I will not claim to know the source of all this un-love in the world.  I can not being to guess at the entire reason why so many people feel as those they just aren’t good enough—in whatever form they are.  I do know, however, where some of the messages come from.  From the media, from politicians, from advertising; from so called religious figures—a million images that cascade down on people to convince them that they just aren’t good enough. To overcome this may seem impossible.  To overcome our own fears at being unloved or disliked or unwanted may seem or feel to be completely beyond reach.  But I also know that I have experienced it myself.  The same kinds of feelings very nearly lead to tragedy many years ago in my life. 

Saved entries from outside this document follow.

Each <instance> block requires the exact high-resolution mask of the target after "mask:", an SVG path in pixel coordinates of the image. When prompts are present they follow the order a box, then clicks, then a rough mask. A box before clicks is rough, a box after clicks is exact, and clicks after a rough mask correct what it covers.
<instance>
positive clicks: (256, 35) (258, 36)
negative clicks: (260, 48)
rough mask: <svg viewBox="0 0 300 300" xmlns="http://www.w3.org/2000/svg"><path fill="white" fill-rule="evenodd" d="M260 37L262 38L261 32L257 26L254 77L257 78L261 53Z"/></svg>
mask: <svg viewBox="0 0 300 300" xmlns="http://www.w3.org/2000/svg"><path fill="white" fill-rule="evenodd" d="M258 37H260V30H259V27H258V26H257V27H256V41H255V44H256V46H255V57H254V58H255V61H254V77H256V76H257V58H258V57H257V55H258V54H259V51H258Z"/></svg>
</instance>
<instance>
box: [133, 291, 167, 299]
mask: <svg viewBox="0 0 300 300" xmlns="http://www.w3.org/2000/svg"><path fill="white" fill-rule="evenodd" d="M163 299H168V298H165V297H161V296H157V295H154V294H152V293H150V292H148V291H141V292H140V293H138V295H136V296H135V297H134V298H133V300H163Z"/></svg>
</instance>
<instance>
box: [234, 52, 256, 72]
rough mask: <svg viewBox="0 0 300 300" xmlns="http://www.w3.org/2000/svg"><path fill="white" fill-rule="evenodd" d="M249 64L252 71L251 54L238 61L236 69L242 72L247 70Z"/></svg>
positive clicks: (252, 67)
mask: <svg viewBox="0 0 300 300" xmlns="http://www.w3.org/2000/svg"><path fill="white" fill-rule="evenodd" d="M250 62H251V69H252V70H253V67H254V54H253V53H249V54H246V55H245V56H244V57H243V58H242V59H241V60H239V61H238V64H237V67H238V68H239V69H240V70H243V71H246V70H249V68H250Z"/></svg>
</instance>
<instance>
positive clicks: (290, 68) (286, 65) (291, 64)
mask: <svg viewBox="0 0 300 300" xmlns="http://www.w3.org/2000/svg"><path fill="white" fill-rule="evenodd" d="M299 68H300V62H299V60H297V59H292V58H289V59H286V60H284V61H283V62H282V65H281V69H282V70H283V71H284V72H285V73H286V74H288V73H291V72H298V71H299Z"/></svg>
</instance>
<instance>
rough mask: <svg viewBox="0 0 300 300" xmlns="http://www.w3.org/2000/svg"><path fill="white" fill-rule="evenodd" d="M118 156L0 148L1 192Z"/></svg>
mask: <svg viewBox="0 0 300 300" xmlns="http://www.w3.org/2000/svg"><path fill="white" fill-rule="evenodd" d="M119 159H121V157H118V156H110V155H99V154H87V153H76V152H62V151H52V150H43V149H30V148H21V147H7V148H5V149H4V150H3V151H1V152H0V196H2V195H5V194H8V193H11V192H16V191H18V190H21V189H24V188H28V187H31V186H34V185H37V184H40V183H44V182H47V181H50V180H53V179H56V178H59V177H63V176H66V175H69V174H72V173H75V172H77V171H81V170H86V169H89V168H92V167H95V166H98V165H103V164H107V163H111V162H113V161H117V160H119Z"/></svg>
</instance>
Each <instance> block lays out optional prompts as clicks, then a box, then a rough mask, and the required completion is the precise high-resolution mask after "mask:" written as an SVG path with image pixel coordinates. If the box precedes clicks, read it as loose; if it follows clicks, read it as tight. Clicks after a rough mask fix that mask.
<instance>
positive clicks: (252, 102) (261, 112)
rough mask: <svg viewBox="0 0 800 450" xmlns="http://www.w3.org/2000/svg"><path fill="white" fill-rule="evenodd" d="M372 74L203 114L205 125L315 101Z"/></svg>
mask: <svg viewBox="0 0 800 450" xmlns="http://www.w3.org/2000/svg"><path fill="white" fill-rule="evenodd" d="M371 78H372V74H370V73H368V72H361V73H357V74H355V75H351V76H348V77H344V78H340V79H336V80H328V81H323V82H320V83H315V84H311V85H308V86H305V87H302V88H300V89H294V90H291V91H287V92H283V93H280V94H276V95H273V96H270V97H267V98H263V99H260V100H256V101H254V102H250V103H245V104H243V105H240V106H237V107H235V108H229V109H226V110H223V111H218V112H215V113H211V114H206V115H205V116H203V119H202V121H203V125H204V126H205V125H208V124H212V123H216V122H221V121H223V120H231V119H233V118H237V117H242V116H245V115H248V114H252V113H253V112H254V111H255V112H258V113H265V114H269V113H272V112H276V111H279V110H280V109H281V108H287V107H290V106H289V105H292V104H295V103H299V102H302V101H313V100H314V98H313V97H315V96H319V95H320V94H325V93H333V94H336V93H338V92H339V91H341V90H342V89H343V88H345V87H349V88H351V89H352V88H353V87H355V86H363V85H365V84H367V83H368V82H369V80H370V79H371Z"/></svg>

But sitting on a hillside in Southern Ohio I made a choice that the demons would not get me for any reason—that I would fight through the feelings of self-loathing; inferiority; and low self esteem.  I didn’t know how, and God knows it took a long time.  But when I look back now, I know that what I really did that fall day in 1999 was declare my freedom to be me. 

The fear of so many people—their inability to be free—is denying this world of so many of its children—their gifts—their creativity and their solutions.  My wish, going forward, is to help empower people to claim their freedom—to demand it and to proclaim it.  And from that position of strength—to share their unique and magical gifts with the world and help to make this a better place. 

That, in the end, is what we all need: the strength to declare that we each have the freedom—to be ourselves.  In whatever role, or condition, or orientation, or dream, or desire that means.  Not in a sulking, hide in the closest way of freedom—but a freedom of expression and of sharing and taking our rightful place in the world.  Bringing our gifts to the world’s table and putting our talents to work.  Secure and content in the knowledge that freedom is not given to us by any other person—it is not bestowed to us by anyone here on this earth.  It is not the receipt for them deciding that its okay we are gay, fat, black, purple, single, buck-toothed, thin, bald or any other thing.  We do not obtain our greatness because someone decides it okay for us to do so.

Greatness is our birthright—it is ours from the moment our eyes first blink.  And though others may try to convince us otherwise—perhaps even our own ego working to undermine us—it is a gift we never ever loose.  And even though it may be misplaced—it never ever leaves us.  Our highest expression of freedom is when we acknowledge this—and our highest place on this earth is when we live it!